>I got most of the Float representation figured out but the following still
>puzzles me as something special seems to be going on with small floats:
>
>            testPrintOn:  Sign    Exponent bits               Mantissa bits
>    ---     ------------  ----    --------------------------  -------------
>    2.0     2e1           +       1 (16r400 2r10000000000)    16r0
>    4.0     4e1           +       2 (16r401 2r10000000001)    16r0
>    8.0     8e1           +       3 (16r402 2r10000000010)    16r0

Float>>testPrintOn: is an old "test" method which should have been 
removed; it was only there to test accuracy of printing the mantissa; the 
exponent is not printed correctly.  Instead, you should use the standard 
printing routines found in the "printing" category:

     printOn:base:
     absPrintExactlyOn:base:

(absPrintExactlyOn:base will print a Float "exactly" such that the 
printed representation, when read back in, matches bit-for-bit the 
original number.  It is quite a bit slower than printOn:base:, though).
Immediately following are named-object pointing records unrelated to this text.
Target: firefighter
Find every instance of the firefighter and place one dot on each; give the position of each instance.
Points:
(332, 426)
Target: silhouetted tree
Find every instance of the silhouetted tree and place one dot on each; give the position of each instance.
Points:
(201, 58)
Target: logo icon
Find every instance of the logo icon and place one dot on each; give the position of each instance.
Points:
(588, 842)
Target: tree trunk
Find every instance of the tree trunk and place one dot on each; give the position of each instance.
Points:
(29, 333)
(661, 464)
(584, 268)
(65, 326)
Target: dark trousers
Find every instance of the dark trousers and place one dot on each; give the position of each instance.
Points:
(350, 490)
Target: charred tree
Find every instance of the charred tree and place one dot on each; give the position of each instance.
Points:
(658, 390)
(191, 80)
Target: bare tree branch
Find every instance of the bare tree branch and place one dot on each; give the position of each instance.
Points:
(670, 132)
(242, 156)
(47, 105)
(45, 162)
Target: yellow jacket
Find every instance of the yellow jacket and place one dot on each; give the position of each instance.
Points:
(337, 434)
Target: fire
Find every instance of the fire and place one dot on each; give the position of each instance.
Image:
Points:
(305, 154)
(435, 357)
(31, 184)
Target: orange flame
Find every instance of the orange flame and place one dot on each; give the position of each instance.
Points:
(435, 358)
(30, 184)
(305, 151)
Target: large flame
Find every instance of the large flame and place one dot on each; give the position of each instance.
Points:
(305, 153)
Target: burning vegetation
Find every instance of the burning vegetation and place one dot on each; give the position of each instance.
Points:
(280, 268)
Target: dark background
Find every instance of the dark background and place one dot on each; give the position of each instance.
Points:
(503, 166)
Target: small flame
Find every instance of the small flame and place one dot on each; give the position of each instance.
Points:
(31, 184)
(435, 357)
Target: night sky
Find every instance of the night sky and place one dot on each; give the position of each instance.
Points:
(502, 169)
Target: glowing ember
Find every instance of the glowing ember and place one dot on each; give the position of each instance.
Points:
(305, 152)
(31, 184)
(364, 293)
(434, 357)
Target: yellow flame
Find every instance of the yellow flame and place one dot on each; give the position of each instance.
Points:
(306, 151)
The other methods found in Float's "private" category are deprecated, and 
should probably be removed as well.


>    (1 - (self radix raisedTo: self precision negated))
>        * (self radix raisedTo: self emax)                <- added parens
>
>I never fully understood how this calculation worked.  I think it produces
>the maximum fraction multiplied by the maximum exponent.  How it produces
>the maximum fraction has me stumped.

Yes, this is what it does (or attempts to do, anyway): "raisedTo:" is 
somewhat imprecise, and the final result is off by a few bits.  Also, 
looking at the calculation more closely, it's not designed very well.  
(2.0 raisedToInteger: 1024) produces Infinity which ruins the rest of the 
calculation.  I think the best way to do this would be:

(2.0 - (self radix raisedToInteger: (self precision - 1) negated))
     * (self radix raisedToInteger: self emax)

[where emax == 1023, not 1024]

This calculation is "overflow proof", and returns the correct value, down 
to the lsb.  It works by multiplying the largest significand (1.99999...) 
by the largest exponent (2 raisedToInteger: 1023).


>Does Squeak uses denormalized floats, and if so, what indicates a float is
>denormalized and how does one create an instance of a Float that is
>denormalized?

Yes, since Squeak uses IEEE-754 representation for Floats, denorms are 
supported.
You shouldn't normally (no pun intended!) have to know if a Float is 
denormalized or not, unless you are really concerned about detecting 
gradual underflow and loss of precision.

Anyway, a Float is a denorm if it is less than (2.0 raisedToInteger: 
-1023).


>I thought it might be a good idea to include the following description of
>Float representation under an "Implementation" heading in the Float class
>comment.  Let me know if you disagree, or have suggestions to improve to
>format, or any other comments.

I think that simply specifying that the representation complies with 
IEEE-754 is sufficient: people who are interested in the implementation 
details likely know about 754 anyway (which is documented in many places 
on the web), and if all the details are listed, someone might think that 
it is done so because there is some sort of difference between that and 
IEEE-754.



     -- tim